EOQ / (Q,r) policy:
Suppose you are playing the Littlefield Game and you forecast that the daily demand rate stabilizes after day 120 at a mean value of 11 units per day with a standard deviation of 3.5 units per day. Each customer demand unit consists of (is made from) 60 kits of material. The cost per kit is 10$ and so the unit cost is 600 $/unit. The effective annual interest rate for carrying inventory is 10%; and the company operates for 350 working days each year. The fixed order cost is 1000 $/order. The lead time for delivery of kit replenishment orders placed with the supplier is 4 days. Item inventory replenishment is automatically controlled using a computer program that follows a (Q,r) policy. [Caveat note: The data above may or may not correspond to the data in your actual Littlefield game play.]
A) Calculate a good value for the order quantity Q and a good Power-of-Two reorder interval in days corresponding to your Q (clearly show the approach you used to pick your Power-of-two reorder interval). By what percentage does the power-of-two reorder interval increase relevant annual fixed order and inventory cycle-stock holding costs, relative to the optimal [economic] reorder interval?

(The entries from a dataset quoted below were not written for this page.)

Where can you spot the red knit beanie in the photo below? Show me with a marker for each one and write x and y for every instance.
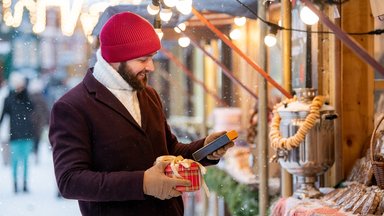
(127, 36)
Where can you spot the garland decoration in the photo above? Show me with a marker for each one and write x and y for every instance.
(278, 142)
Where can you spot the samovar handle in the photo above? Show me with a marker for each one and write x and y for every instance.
(330, 116)
(280, 154)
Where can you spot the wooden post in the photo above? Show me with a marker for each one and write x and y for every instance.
(286, 178)
(357, 84)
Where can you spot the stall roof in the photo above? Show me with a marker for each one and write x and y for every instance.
(230, 7)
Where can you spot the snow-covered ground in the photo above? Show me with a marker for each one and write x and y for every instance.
(42, 198)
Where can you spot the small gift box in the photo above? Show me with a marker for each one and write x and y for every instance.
(192, 173)
(191, 170)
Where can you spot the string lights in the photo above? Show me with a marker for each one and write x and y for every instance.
(164, 7)
(278, 27)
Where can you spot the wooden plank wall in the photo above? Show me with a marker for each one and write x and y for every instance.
(357, 83)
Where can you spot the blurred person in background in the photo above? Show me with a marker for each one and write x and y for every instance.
(107, 131)
(18, 106)
(40, 114)
(4, 126)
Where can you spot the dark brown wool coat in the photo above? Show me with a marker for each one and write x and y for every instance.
(100, 153)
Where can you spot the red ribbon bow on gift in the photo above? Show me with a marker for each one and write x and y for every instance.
(174, 162)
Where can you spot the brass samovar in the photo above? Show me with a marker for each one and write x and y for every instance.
(303, 134)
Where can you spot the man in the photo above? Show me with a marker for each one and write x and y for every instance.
(108, 131)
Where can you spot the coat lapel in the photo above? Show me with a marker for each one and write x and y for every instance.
(106, 97)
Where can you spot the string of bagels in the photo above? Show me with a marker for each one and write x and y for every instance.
(279, 142)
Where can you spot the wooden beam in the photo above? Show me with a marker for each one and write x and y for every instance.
(357, 84)
(379, 85)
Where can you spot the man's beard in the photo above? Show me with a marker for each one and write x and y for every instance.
(131, 78)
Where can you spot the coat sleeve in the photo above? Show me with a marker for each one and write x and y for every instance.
(70, 138)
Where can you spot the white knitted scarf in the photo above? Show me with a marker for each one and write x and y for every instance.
(111, 79)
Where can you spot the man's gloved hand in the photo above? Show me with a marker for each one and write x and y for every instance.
(216, 155)
(157, 184)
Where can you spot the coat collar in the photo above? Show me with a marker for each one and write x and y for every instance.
(102, 94)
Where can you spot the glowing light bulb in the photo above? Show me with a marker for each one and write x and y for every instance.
(240, 21)
(184, 41)
(177, 30)
(270, 40)
(159, 33)
(165, 14)
(184, 6)
(308, 17)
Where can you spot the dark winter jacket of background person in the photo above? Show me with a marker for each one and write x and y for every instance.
(102, 159)
(19, 108)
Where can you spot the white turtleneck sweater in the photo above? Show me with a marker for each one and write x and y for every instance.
(111, 79)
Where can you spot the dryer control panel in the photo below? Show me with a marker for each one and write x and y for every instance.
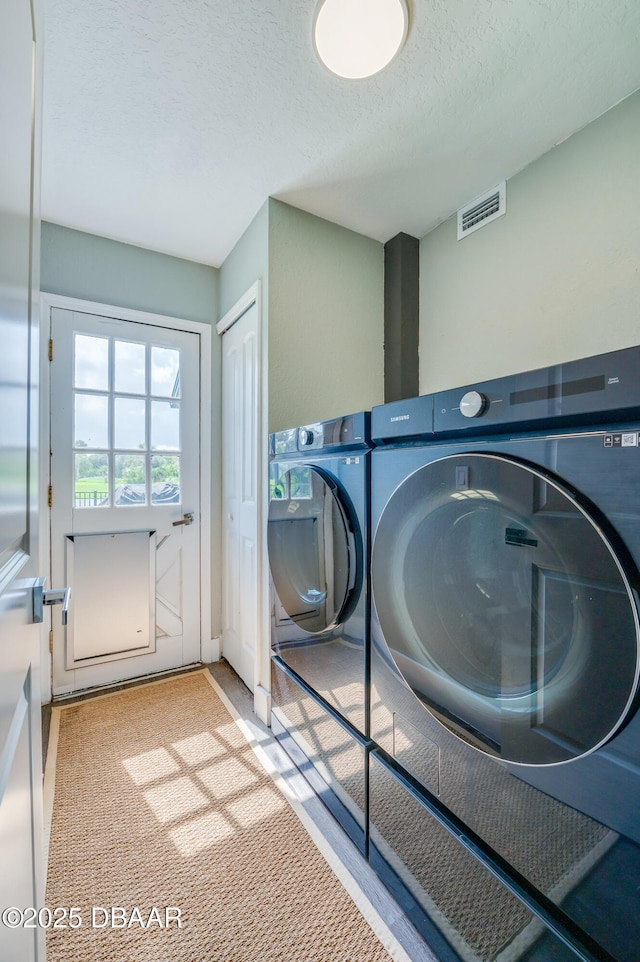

B) Calculate a good reorder point, r, corresponding to a target in-stock service level probability or critical ratio of 90%. How much cost does the demand uncertainty add to your relevant annual inventory cost (due to the safety stock)? Why is it worth adding these costs?
C) Ceteris paribus (all else remaining equal), how much does your relevant annual cost increase if you doubled your order quantity? Ceteris paribus, how much does your relevant annual cost increase if you doubled your reorder point?